I have glanced at inorganic Nature—at the sea, and the sun, and the vapor, and the snow-flake—and at organic Nature as represented by the fern and the oak. That same sun which warmed the water and liberated the vapor, exerts a subtiler power on the nutriment of the tree. It takes hold of matter wholly unfit for the purposes of nutrition, separates its nutritive from its non-nutritive portions, gives the former to the vegetable, and carries the others away. Planted in the earth, bathed by the air, and tended by the sun, the tree is traversed by its sap, the cells are formed, the woody fibre is spun, and the whole is woven to a texture wonderful even to. the naked eye, but a million-fold more so to microscopic vision.
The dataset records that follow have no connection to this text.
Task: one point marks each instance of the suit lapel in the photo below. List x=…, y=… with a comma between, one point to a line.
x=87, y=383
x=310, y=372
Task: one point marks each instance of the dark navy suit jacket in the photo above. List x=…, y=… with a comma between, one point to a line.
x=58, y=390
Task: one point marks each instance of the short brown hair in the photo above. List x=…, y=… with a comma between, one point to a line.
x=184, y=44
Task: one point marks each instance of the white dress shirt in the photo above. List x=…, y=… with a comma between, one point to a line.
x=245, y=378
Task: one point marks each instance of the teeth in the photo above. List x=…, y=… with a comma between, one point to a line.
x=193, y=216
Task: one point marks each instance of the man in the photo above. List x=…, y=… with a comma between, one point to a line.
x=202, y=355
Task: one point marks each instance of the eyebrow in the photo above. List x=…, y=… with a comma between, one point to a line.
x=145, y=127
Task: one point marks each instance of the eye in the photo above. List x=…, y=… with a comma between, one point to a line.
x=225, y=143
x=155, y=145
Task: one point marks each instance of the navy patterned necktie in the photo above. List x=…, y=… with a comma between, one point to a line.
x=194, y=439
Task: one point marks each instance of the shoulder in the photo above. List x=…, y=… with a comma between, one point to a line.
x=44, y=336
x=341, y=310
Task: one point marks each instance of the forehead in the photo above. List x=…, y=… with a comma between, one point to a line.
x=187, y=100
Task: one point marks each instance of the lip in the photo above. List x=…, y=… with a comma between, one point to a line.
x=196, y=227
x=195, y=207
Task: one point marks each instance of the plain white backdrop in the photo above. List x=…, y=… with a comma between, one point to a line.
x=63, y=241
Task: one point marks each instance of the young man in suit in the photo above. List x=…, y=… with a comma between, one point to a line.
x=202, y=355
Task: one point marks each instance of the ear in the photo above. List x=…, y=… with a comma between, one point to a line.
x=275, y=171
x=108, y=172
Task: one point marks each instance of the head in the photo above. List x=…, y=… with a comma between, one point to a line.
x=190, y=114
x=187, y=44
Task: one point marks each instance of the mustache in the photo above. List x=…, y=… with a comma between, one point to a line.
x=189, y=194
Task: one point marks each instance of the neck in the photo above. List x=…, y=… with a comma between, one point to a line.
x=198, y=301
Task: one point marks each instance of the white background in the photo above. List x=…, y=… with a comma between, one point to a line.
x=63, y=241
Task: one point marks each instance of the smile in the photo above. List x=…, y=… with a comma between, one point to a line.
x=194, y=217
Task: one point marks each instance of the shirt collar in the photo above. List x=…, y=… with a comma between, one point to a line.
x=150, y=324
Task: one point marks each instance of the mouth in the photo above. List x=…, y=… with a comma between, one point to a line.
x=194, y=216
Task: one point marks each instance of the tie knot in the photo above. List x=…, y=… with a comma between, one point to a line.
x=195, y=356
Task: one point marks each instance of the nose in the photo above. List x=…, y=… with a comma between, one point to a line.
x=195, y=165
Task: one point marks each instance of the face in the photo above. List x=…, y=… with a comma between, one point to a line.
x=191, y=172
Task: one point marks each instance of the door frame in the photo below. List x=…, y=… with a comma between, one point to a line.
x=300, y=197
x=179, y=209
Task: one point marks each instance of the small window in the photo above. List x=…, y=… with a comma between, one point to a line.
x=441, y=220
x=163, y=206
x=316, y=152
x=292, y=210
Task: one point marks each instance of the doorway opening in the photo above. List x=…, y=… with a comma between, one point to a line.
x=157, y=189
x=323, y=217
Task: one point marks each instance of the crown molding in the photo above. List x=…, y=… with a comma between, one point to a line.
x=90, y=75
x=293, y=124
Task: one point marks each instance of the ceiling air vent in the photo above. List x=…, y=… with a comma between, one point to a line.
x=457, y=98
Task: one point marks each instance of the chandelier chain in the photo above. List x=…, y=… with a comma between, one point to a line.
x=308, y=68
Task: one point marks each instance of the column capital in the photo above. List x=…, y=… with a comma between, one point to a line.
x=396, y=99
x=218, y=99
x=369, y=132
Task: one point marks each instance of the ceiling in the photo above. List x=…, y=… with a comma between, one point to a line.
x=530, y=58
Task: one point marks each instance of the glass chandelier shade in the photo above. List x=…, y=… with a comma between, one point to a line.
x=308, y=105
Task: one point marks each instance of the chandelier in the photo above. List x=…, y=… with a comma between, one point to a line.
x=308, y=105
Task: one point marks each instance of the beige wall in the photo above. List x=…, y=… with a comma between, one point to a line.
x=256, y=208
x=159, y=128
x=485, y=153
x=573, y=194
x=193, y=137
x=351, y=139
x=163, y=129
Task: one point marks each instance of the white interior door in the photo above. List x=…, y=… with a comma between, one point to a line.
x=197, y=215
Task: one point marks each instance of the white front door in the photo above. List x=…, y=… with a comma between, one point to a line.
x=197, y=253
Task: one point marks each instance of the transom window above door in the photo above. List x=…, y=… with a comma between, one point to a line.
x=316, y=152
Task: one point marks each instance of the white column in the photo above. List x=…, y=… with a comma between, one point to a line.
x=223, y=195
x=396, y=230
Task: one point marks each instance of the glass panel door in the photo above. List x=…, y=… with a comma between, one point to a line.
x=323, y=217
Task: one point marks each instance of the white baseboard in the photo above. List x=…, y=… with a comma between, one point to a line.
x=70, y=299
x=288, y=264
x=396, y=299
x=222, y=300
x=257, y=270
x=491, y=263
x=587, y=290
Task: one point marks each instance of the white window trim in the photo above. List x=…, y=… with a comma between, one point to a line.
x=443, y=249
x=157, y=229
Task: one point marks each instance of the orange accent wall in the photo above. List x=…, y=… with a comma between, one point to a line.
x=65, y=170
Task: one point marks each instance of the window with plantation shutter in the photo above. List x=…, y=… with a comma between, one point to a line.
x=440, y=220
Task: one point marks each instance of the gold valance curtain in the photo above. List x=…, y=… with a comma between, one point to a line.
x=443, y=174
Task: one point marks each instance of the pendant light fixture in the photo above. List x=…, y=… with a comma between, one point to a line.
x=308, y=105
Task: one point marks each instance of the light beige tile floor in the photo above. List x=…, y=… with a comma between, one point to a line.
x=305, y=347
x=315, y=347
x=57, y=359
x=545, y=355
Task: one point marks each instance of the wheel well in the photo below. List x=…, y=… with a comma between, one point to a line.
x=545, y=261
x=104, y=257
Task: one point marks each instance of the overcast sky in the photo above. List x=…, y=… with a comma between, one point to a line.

Does consciousness mix in any way with these processes? No man can tell. Our only ground

  1. The foregoing extracts, which M. Alglave recently brought to light for the benefit of the Bishop of Orleans, are taken from the sixth lecture of the "Cours d'Histoire Moderne" of that most orthodox of statesmen, M. Guizot. "I could multiply," continues M. Guizot, "these citations to infinity, and they prove that in the first centuries of our era the materiality of the soul was an opinion not only permitted, but dominant." Dr. Moriarty, and the synod which he recently addressed, obviously forget their own antecedents. Their boasted succession from the early Church renders them the direct offspring of a "materialism" more "brutal" than any ever enunciated by me.